Government information sharing efforts remain a mixed bag

The rollout of a new tool in 2017 has improved information sharing across the federal government, but other once promising programs are withering on the vine.

Information sharing
 

The rollout of a new tool in 2017 has improved information sharing across the federal government, but other once-promising programs are withering on the vine, according to an audit released Dec. 19.

An unclassified joint report by Inspectors General from the Office of the Director of National Intelligence and the Departments of Defense, Homeland Security, Justice, Commerce, Energy and Treasury found that sharing of cyber threat indicators and defensive measures has improved markedly over the last few years.

According to auditors, that's in part due to the deployment of a new tool -- the Intelligence Community Analysis and Signature Tool (ICOAST) -- that has helped to increase the dissemination of threat intelligence to thousands of analysts at the top-secret level. The tool draws from open source, email distributions, paid commercial sources and technical capabilities to facilitated more robust data around forensic indicators of compromise and malware signatures.

First deployed in 2017, the ICOAST tool has enabled cyber analysts to "more rapidly share high-quality cyber threat information and [fostered] analytic collaboration." The Intelligence Community Security Coordination Center, which developed the tool, also designs and oversees a yearly exercise dubbed "ICE STORM," which tests out cybersecurity information sharing capabilities between the Intelligence Community, DOD, law enforcement agencies and international partners. Efforts are currently underway to expand the tool's application at the secret and unclassified levels so it can be deployed on the federal government's numerous clouds, but ICSCC officials have said the project needs additional personnel and resources.

At the other end of the spectrum, auditors gave mostly tepid reviews for the Automated Indicator Sharing program run by DHS' Cybersecurity and Infrastructure Security Agency. Once viewed as a potential crown jewel of the federal government's information sharing efforts with the private sector, the program has suffered from lack of engagement with only half a dozen or so entities actually sharing data back with the government. That reality has largely stagnated efforts to improve the quality of the data produced by the program and build out more actionable information around ongoing cyber threats.

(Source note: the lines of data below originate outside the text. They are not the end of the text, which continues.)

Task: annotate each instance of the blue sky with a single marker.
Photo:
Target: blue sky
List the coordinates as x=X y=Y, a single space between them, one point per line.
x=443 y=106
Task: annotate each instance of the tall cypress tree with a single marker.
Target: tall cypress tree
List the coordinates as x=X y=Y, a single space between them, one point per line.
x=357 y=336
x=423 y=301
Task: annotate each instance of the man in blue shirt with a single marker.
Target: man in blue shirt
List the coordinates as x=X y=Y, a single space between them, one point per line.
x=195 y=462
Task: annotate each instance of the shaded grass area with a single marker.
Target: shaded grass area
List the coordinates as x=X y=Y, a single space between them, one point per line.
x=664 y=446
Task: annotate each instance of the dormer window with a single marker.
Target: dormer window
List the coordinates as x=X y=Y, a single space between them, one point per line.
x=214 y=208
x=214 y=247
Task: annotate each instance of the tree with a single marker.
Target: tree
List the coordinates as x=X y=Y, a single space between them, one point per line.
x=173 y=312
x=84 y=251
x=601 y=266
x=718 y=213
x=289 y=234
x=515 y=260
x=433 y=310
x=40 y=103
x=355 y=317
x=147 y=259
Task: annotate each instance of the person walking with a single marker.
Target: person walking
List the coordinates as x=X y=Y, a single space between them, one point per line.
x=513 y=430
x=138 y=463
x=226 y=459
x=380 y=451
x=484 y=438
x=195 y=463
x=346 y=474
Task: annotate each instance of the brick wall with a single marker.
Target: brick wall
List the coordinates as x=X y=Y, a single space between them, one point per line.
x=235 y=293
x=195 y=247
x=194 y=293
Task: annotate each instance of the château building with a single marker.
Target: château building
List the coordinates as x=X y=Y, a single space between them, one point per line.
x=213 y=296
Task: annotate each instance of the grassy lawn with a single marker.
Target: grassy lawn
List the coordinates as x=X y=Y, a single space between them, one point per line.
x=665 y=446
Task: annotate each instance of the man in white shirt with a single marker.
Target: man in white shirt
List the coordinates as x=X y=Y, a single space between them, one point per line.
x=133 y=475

The program also suffers from uneven use and tracking across federal agencies. While Homeland Security, Justice, Energy and Treasury reported receiving hundreds of thousands of cyber threat indicators through AIS in 2017 and 2018, ODNI and six DOD component agencies did not use the program at all. Commerce and two other unnamed DOD components reported using the program to receive threat indicators over that same timeframe, but did not keep track of how often.

DHS announced plans earlier this year to give the program a facelift in hopes of boosting participation, but the joint report indicates that many of the same core barriers remain in place. To wit, while DHS has put out a number of general guidance documents, companies say they still don't have a good sense of what they're supposed to do with much of the information they get from the program. Too many technical indicators of dubious value and quality and a lack of context or guidance about their significance were also cited, while feedback gleaned from federal agencies also point to overclassification of threat data and integration problems between government software systems as key barriers to wider sharing efforts.

In September, a CISA official told FCW the agency was working to build more customized feeds for different audiences to cut down on the noise and introduce more human interaction into the automated program.

"It was originally intended to not have much human [presence] in the loop…but garbage-in garbage-out is always a risk there," said Jeanette Manfra, the outgoing assistant director for cybersecurity and communications. "So there will probably be less quantity and higher confidence and higher quality, because that's most of the feedback we've gotten. [We've heard] 'if it's coming from the government, we're happy to trust it, but we want to know that this is no kidding the most important stuff."